From a technical perspective, developers need to really optimize their app to be as least power-hungry as they can be, he says. That is one of the things that developers don’t really think too much about when loading a new app into a smartphone, he says, but with the Apple Watch, it is a big consideration.
He says that they at Appster have trained their developers who are working on apps for the Apple Inc. (NASDAQ:AAPL) smartwatch to do as much of the processing on the iPhone and send only information to the Apple Watch.
“We really trained our developers who are working on the watch on this tethered scenario. What that really means is that most of the processing is done on the iPhone and then we just remote the user experience down to the watch itself so that all you are getting are the [user interface] and the buttons that you are pressing.

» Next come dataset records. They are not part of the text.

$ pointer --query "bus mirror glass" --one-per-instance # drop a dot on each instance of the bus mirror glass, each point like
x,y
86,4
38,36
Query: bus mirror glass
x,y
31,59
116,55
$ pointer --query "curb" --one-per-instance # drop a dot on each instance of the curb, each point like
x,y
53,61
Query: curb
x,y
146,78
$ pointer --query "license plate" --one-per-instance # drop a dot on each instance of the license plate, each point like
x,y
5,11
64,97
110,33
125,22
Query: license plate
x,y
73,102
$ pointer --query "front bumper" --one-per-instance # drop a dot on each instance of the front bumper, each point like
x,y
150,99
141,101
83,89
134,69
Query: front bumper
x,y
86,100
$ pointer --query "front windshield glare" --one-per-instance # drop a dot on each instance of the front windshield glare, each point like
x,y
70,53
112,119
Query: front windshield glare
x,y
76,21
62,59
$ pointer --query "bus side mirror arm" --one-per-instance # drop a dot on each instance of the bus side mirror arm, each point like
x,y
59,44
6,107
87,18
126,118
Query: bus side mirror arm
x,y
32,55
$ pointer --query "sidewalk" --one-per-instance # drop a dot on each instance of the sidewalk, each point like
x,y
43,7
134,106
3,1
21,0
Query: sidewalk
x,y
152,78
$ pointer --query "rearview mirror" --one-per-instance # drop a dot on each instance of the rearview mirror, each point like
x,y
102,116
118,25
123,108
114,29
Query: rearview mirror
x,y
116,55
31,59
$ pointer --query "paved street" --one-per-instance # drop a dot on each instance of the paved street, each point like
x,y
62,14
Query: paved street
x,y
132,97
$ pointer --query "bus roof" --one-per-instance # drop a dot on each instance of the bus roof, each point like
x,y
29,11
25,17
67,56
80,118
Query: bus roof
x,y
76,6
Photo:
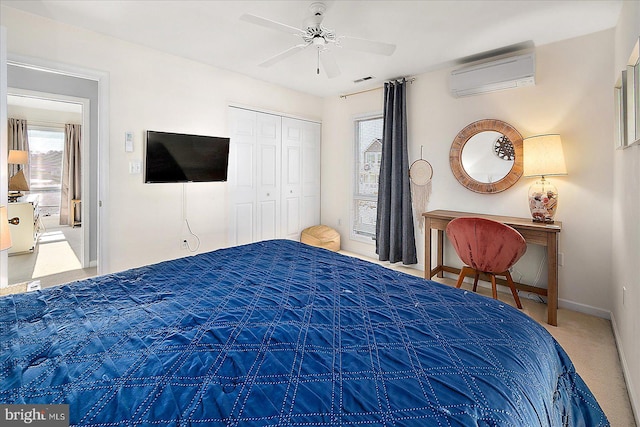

As much processing on the phone is what you need to leverage that kind of architecture. Most developers don’t know how to do that though,” he says.
He tells Ruhle that developing for the Apple Watch, however, is not just taking what an application is doing on an Apple Inc. (NASDAQ:AAPL) iPhone and putting it on a watch. The limitations and also the advantages of the watch – like its visibility and the sensors integrated into it – can deliver a different experience for people, he says.
David Einhorn’s Greenlight Capital owned about 8.61 million Apple Inc. (NASDAQ:AAPL) shares by the end of the last quarter of 2014.